2/11/11

Editing

I love editing. It’s probably the most unique form of art ever created.

What’s so powerful about editing is that you can take an ordinary movie clip and make it look amazing. You can string together a bunch of ordinary movie clips, color correct, add music, and bam, you have a fantastic movie. It’s a powerful thing.

The thing is, movies are never made perfect. There are a ton of things that happen during filming that can only be fixed with editing. If the microphone picks up some irritating background noise, you can edit it out. If there’s a scene that is too dark, you can brighten it. If you really want to edit someone out because you don’t like them, then you can do it (but doing that takes way too long).

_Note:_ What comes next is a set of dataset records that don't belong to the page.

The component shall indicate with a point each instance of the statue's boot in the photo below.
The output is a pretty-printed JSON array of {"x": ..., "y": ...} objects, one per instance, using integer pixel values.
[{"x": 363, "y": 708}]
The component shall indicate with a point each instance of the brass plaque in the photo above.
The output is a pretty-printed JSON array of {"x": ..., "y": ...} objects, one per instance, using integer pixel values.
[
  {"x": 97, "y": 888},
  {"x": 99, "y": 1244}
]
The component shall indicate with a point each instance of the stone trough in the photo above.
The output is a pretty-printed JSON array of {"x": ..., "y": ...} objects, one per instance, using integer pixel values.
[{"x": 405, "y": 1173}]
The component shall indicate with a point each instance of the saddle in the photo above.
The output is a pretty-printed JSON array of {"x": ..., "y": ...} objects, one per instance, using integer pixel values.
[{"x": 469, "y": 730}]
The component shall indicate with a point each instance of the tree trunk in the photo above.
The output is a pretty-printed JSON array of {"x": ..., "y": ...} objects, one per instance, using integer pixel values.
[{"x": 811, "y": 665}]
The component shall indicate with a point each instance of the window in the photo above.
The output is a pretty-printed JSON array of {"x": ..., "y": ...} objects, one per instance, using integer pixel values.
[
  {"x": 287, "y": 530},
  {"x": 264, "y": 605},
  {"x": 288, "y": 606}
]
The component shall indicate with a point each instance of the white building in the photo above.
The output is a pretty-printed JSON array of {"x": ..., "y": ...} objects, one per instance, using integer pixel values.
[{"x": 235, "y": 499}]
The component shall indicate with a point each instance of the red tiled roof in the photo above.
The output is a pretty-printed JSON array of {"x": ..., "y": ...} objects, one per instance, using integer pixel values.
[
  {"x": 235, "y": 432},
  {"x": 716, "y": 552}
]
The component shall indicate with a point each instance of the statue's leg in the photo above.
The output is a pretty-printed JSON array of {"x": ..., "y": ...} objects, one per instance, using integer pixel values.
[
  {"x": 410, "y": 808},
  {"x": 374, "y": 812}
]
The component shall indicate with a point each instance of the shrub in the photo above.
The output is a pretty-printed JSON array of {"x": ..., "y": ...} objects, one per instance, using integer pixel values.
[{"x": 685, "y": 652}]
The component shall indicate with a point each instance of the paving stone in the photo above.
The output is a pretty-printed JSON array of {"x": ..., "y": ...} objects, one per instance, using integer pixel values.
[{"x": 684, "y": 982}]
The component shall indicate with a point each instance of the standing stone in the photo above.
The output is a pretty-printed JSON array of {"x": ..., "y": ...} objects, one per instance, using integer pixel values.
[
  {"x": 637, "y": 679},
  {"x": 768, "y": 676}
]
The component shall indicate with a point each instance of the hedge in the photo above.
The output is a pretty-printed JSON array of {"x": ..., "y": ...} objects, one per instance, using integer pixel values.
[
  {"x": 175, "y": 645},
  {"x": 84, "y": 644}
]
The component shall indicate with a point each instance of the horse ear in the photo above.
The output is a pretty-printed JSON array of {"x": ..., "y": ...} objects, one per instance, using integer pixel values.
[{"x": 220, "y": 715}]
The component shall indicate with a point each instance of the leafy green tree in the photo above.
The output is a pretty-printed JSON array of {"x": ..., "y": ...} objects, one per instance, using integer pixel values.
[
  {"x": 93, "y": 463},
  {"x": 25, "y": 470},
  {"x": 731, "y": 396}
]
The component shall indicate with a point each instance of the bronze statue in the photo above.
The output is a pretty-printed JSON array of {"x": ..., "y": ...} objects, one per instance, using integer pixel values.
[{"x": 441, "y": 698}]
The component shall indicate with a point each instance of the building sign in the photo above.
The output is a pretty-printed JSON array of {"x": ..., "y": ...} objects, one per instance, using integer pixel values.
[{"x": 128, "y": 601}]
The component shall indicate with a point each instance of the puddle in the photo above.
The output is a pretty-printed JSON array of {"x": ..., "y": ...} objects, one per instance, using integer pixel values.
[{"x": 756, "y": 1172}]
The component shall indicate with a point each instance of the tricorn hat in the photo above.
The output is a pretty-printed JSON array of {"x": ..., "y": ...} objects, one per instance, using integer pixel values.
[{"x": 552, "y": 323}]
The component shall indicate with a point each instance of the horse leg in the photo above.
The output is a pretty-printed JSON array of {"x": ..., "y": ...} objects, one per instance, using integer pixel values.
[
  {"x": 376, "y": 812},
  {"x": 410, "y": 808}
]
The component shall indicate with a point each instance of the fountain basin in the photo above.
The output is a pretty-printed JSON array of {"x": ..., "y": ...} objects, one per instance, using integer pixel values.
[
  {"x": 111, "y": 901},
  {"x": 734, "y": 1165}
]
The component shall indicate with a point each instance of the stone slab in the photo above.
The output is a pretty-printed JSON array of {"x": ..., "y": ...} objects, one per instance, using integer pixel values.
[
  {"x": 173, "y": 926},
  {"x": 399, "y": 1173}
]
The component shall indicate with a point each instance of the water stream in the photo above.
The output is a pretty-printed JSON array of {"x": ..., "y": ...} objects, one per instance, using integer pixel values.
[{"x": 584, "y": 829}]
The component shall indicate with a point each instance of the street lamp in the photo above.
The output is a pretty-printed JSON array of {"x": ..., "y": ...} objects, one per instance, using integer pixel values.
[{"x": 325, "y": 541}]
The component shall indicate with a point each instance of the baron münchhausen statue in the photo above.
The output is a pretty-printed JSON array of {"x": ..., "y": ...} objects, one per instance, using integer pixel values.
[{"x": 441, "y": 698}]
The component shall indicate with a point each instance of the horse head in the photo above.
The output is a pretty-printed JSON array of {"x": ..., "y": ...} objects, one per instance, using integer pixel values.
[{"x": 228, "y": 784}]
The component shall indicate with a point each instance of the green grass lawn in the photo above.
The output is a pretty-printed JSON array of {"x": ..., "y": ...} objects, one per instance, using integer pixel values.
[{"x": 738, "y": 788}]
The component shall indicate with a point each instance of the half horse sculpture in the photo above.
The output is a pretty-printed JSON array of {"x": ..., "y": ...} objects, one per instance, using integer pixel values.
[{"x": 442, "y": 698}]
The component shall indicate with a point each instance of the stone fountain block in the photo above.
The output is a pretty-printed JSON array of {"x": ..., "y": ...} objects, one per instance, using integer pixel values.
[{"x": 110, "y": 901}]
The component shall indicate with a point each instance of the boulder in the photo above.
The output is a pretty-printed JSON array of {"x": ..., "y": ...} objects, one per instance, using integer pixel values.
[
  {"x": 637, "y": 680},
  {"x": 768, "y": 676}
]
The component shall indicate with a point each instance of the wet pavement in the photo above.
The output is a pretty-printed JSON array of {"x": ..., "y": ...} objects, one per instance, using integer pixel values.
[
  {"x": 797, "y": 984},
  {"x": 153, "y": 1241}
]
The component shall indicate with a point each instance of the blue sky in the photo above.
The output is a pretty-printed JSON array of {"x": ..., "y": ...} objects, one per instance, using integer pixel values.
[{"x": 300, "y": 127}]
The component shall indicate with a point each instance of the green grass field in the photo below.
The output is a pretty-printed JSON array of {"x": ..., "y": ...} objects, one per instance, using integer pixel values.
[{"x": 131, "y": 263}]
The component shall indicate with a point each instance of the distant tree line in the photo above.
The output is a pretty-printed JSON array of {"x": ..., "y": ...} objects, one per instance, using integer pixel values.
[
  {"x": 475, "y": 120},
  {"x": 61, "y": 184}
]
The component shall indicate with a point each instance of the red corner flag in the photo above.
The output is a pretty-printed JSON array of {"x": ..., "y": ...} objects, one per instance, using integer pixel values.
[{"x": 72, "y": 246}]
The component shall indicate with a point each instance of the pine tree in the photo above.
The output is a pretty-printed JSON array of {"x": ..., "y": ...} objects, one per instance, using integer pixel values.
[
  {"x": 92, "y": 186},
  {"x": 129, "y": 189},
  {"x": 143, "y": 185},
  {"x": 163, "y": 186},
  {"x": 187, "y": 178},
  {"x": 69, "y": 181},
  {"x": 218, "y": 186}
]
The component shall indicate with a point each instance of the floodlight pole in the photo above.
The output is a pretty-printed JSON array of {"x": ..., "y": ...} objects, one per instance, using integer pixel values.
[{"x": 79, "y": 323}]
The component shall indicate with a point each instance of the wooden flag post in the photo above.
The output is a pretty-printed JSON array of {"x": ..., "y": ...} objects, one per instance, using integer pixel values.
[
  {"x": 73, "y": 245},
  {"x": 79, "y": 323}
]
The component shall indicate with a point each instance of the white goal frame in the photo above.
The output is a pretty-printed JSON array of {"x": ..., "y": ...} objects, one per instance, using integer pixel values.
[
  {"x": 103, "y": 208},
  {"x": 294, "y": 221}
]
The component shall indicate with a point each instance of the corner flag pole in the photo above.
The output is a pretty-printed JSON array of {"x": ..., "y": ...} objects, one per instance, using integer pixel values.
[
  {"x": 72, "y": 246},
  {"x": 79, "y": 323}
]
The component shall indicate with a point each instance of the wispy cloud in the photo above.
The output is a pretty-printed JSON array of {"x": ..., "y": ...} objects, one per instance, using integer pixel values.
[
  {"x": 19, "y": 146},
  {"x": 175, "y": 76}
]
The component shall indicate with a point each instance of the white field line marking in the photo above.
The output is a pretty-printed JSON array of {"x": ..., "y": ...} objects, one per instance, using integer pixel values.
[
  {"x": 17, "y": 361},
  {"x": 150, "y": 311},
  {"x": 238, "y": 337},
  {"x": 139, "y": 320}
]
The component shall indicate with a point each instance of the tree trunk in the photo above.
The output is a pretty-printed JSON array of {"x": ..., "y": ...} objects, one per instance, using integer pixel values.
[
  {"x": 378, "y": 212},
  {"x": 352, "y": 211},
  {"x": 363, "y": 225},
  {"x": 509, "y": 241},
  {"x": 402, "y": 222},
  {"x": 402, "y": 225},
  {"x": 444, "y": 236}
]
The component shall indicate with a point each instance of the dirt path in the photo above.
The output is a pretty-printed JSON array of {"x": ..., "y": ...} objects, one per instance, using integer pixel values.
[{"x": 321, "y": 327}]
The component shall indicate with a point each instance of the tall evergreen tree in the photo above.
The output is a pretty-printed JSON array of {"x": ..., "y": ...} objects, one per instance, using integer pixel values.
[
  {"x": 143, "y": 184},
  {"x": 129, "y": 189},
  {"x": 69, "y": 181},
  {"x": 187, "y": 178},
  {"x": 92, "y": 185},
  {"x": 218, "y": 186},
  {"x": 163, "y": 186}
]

Editing takes a movie and gives it life. There are so many possibilities with editing. The artistic spectrum is ridiculously broad. There are a ton of different styles, defined simply by clip placement, timing, and use of music. It makes movies art.

I used to want to be an editor because I loved seeing movies unravel before me. Every time I make a video, I look forward to editing. Sure, the raw footage sometimes looks good. But editing gives it life—it turns that footage into a living, breathing entity that tells a story. Without editing, movies would not look like they way they do. Special effects could not be achieved. Bad scenes would be preserved. Simply put, editing makes movies what they are.

Some of my videos, like UNDERFIRE War, started off looking like pure crap—we looked like such idiots, running around with Nerf guns and pretending to shoot each other. That video is intense because of editing. The music, the sound effects, the pace of the action, the intensity, are all achieved through editing. It’s unlike anything else.

Some may not enjoy editing as much as I do. But everyone should appreciate how much video editing does for movies. It’s not easy, and it’s not a fast process, but damn, it sure does deliver.